Real men and fighting

I think, when I was growing up, it was understood that it took a real man to walk away from a fight. If you were afraid of being seen as weak or scared, you'd fight, but if you were truly confident, and truly aware of the world, you could walk away, unless it was in defense of yourself or another.

A real man can't turn his back on people who are being hurt, but a real man can, and must, walk away when there is no danger, when there is no risk, when the only thing that he has to fear is harsh words and ridicule, and a nose-thumbing by a smirking enemy.

Writ small, it's stupid to fight if you have a choice. Even if you can clobber your opponent, it wastes your time and energy, and risks an accident occurring. It also solidifies the enmity, and possibly makes other enemies as well.

Writ large, war is too big, too nasty, and too horrible for egos to play a role.

If I could destroy a single foul idea, and just remove it from our political discourse entirely, it would be the idea that war is simply a "tool of foreign policy". War is about using lethal force against people, and mostly against people who do not deserve it. There was a time when the people hurt worst in a war were the soldiers fighting the war, and people played the game of thinking, well, at least they signed up for it. But why should soldiers have to suffer for the decisions of their leaders, or because of the decisions of invaders? It might be necessary that a soldier stand and fight and suffer and die... but that doesn't make it acceptable, from a moral standpoint. The Geneva conventions state that enemy soldiers are valid military targets, but that doesn't mean that it's morally acceptable to kill them... it just means that there won't be any war crimes trials.

Part of the intent of the Geneva conventions is to prevent everlasting war, to accept that certain matters are settled. Sometimes, the reasoning goes, it is better to accept an injustice than to watch a war continue, spreading more suffering and death. So sure, if you kill a bunch of soldiers in a war, the conventions say that it's not a war crime, it's not like kidnapping or torture or slaughter of civilians. But that's working based on the assumption that the war is a foregone conclusion. Within the moral travesty that is warfare, the killing of soldiers is not an exceptional travesty... it's just part of the horror.

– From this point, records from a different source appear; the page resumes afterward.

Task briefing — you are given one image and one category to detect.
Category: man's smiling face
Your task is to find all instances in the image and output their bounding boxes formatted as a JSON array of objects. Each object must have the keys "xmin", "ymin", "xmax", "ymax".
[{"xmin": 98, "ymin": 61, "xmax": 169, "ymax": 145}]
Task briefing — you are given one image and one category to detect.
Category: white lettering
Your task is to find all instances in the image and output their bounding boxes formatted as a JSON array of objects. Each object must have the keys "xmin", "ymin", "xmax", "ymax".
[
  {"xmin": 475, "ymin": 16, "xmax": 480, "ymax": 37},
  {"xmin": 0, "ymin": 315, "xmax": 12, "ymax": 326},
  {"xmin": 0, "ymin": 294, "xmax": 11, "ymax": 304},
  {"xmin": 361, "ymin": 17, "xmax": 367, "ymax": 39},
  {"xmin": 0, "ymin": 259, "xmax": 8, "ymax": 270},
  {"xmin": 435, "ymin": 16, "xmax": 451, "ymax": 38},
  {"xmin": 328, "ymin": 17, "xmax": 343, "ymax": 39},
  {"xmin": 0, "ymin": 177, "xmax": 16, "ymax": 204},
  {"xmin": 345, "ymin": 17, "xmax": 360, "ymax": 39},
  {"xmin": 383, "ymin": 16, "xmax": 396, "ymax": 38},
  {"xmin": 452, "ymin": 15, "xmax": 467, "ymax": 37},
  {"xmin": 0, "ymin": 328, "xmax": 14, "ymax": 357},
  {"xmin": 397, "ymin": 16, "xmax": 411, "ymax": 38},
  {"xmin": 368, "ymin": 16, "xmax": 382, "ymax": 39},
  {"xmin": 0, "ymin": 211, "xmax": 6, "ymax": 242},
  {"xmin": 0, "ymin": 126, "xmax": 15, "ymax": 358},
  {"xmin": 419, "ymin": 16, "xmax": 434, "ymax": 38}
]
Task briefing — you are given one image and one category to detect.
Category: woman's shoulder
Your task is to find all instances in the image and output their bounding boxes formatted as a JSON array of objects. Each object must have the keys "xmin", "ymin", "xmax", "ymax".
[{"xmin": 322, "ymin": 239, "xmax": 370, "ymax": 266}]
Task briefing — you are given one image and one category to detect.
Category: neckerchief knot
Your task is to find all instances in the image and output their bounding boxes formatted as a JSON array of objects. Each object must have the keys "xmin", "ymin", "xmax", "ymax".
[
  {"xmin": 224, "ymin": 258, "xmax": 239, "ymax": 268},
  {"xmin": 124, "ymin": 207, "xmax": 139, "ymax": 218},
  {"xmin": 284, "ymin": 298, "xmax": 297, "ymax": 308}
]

To fight a war against another nation is to declare the intent to bring horror to that nation, until that nation gives up and is unwilling or unable to resist your demands. A war that is not essential for defense against an ongoing or imminent attack is not a "tool of foreign policy"; it is the ultimate act of hateful indifference.

The invasion of Iraq was based upon deceptions and fears; we had to be afraid of what might happen if we didn't invade, we couldn't let Saddam Hussein get away with his defiance, we couldn't let him thumb his nose at us.

Well, who suffered? Saddam suffered, sure... but who suffered more?

The people of Iraq. Hundreds of thousand dead, millions of lives shattered and disrupted.

A coward, a fool, an egotist, could see the fight as a chance for gain and for glory. It would take a real man to walk away.

It's a damn shame we don't have one in the White House.